The Port of Corpus Christi is nearing the final phase of a $681.6 million facelift that will deepen the ship channel to 54’ and a new width of 530’. With crude oil set to become the nation’s number one export by year end and Corpus to become the country’s leading oil port, a brewing competition for barrels is heating up. This, between land-fixed export terminals and four outliers planning their export futures offshore.
Reese Energy Consulting today is following the latest from the Texas Gulf Coast, where the massive port improvement project is slated to wrap up late next year. This means terminals that have matched their berths to the new channel depth can increase their VLCC payloads to roughly 1.2 MMbbls—about 15% more—and fully load a 800 Mbbl to 1 MMbbl Suezmax at the same time. But the outliers may have the advantage.

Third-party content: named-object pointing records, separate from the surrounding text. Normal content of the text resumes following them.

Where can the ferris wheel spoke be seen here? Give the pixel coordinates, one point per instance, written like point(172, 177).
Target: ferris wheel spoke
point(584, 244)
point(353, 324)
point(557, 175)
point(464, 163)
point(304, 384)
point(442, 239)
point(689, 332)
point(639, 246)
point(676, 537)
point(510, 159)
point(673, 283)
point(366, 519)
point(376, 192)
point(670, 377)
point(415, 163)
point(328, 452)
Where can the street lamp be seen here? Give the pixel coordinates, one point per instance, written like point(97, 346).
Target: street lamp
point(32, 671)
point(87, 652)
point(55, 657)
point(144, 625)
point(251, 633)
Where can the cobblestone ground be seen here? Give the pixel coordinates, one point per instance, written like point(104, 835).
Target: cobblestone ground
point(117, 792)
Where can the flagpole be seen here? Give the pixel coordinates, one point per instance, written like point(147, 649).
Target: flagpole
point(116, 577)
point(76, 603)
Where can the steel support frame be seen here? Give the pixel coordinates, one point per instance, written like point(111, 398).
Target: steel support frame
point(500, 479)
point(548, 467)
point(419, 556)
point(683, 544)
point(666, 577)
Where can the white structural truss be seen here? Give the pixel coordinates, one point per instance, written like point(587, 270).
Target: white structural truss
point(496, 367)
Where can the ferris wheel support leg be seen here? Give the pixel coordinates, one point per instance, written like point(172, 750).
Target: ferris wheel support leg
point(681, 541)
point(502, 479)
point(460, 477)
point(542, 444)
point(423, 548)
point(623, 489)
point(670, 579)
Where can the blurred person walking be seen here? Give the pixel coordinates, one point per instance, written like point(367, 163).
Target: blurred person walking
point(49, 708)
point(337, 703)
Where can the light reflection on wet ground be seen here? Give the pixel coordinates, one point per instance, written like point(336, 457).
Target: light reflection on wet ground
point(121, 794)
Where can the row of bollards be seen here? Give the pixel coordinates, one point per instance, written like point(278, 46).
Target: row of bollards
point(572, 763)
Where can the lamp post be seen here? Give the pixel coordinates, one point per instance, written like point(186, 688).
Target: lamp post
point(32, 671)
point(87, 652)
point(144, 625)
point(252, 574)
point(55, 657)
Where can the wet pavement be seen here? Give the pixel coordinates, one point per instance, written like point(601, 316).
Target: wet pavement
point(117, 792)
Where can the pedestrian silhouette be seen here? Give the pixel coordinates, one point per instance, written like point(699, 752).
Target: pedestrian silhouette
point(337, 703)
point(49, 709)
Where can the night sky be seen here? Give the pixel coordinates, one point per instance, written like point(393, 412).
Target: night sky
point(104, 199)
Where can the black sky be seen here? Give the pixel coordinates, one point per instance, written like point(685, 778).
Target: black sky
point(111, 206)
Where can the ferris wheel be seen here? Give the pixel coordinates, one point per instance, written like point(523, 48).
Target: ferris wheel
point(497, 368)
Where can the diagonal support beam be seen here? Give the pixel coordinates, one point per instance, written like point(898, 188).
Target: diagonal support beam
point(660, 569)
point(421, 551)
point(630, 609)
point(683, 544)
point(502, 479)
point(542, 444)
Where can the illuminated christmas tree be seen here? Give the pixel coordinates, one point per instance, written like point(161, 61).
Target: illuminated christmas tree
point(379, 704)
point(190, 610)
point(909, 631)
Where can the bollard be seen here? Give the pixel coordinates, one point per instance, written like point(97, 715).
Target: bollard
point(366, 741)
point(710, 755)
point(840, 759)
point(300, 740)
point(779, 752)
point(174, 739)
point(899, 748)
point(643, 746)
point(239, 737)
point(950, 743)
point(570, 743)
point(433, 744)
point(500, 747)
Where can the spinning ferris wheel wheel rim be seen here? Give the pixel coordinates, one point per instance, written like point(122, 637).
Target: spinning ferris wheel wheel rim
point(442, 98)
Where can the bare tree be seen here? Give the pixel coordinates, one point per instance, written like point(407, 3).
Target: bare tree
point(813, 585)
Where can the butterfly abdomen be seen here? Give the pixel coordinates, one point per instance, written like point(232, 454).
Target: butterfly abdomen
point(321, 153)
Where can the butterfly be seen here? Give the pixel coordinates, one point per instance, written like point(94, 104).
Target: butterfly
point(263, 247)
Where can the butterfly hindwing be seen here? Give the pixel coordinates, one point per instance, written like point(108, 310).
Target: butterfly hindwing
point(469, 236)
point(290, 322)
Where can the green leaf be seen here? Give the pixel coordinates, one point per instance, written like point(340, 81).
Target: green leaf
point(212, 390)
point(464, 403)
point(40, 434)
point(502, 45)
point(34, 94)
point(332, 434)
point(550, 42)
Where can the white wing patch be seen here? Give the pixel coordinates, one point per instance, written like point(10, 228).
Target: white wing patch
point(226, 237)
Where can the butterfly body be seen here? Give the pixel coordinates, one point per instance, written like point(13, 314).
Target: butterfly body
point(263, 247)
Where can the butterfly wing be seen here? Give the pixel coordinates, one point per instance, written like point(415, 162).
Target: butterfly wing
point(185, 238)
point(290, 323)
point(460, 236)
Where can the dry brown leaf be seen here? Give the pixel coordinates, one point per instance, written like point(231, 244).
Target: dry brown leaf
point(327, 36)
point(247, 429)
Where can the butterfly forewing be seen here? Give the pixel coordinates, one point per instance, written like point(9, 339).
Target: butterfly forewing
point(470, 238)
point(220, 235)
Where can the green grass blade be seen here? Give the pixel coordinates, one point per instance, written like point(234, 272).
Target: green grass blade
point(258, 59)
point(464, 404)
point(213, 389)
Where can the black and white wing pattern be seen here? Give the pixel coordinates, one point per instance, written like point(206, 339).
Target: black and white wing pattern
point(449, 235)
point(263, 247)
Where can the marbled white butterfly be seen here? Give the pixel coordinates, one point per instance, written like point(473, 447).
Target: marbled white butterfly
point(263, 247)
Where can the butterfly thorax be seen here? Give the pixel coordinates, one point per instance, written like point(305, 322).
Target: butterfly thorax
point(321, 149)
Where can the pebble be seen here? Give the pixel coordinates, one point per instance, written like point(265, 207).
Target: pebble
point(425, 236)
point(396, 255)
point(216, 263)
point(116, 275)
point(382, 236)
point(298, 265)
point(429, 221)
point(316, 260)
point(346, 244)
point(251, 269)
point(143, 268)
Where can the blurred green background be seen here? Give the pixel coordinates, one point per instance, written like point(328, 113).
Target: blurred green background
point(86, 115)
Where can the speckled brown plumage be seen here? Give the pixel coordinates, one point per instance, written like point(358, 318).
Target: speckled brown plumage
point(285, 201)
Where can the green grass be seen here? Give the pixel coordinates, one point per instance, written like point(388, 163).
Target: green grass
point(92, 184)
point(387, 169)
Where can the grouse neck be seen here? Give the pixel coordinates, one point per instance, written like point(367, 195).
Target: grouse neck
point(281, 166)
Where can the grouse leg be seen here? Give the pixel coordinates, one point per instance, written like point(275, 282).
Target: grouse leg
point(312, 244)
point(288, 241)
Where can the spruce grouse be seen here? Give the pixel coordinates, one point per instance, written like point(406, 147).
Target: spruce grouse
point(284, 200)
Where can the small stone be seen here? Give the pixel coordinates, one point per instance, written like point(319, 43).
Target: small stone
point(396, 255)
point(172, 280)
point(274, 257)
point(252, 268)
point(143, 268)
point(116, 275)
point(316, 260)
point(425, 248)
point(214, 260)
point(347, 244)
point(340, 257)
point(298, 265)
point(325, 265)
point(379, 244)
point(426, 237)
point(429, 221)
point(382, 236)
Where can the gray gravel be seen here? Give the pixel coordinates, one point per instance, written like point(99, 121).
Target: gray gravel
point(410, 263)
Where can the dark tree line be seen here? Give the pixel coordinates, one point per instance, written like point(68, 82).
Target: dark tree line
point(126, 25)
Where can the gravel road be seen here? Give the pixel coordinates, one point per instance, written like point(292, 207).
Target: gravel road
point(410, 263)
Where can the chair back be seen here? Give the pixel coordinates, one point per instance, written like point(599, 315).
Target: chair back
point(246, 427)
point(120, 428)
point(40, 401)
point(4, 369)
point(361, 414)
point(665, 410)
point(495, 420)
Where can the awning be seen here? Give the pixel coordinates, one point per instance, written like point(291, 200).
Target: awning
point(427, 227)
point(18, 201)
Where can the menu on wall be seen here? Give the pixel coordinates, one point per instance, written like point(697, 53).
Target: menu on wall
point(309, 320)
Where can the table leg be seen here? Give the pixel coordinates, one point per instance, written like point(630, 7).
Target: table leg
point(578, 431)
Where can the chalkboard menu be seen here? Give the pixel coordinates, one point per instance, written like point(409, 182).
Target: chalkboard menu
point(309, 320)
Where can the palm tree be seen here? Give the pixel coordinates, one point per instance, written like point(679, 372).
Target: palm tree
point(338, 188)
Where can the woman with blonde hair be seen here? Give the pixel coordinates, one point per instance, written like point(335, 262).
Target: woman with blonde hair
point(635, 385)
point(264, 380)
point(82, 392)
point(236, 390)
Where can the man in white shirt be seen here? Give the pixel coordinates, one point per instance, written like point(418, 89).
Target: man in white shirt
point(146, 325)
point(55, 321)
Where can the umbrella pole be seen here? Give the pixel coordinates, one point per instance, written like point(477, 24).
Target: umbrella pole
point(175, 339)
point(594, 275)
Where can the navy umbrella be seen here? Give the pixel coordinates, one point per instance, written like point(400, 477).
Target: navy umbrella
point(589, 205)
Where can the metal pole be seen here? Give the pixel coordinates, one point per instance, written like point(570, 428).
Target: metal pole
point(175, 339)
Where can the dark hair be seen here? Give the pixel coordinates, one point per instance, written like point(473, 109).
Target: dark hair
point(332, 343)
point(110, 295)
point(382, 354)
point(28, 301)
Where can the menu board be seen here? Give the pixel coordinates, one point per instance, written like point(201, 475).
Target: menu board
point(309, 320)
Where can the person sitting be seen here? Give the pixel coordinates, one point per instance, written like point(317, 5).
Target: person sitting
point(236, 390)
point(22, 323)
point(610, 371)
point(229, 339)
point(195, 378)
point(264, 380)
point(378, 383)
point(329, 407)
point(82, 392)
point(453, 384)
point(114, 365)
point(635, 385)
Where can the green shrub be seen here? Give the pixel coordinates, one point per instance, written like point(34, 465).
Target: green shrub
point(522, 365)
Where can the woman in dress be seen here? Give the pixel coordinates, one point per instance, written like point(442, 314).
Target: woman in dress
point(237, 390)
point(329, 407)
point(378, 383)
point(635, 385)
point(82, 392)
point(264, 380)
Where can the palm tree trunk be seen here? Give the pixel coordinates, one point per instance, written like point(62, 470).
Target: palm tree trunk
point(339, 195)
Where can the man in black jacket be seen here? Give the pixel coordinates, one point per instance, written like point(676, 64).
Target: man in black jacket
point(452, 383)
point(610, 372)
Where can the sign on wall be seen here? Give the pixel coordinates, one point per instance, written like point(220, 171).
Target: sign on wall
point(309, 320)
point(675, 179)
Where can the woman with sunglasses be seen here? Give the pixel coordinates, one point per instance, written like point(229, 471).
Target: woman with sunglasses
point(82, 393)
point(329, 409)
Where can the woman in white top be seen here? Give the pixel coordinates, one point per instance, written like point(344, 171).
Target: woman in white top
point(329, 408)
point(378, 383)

Of the four offshore export projects in the works, Enterprise Products’ SPOT and Energy Transfer’s Blue Marlin have commanded most of the attention, but between them only SPOT has reached FID with a 2027 start date. Anchored 20-30 miles off the Gulf coast, the terminals will mark the first of their kind in Texas and each will be capable of loading a VLCC to its maximum 2 MMbbls. No need to top ‘er off via a second vessel in deeper water.
Energy Transfer has now inked an offtake agreement with French energy major TotalEnergies to supply 4 MMbbls per month from Blue Marlin, which will be capable of loading one VLCC per day. The EIA reports the U.S. in October exported an average 4 MMBD during the first half of 2023.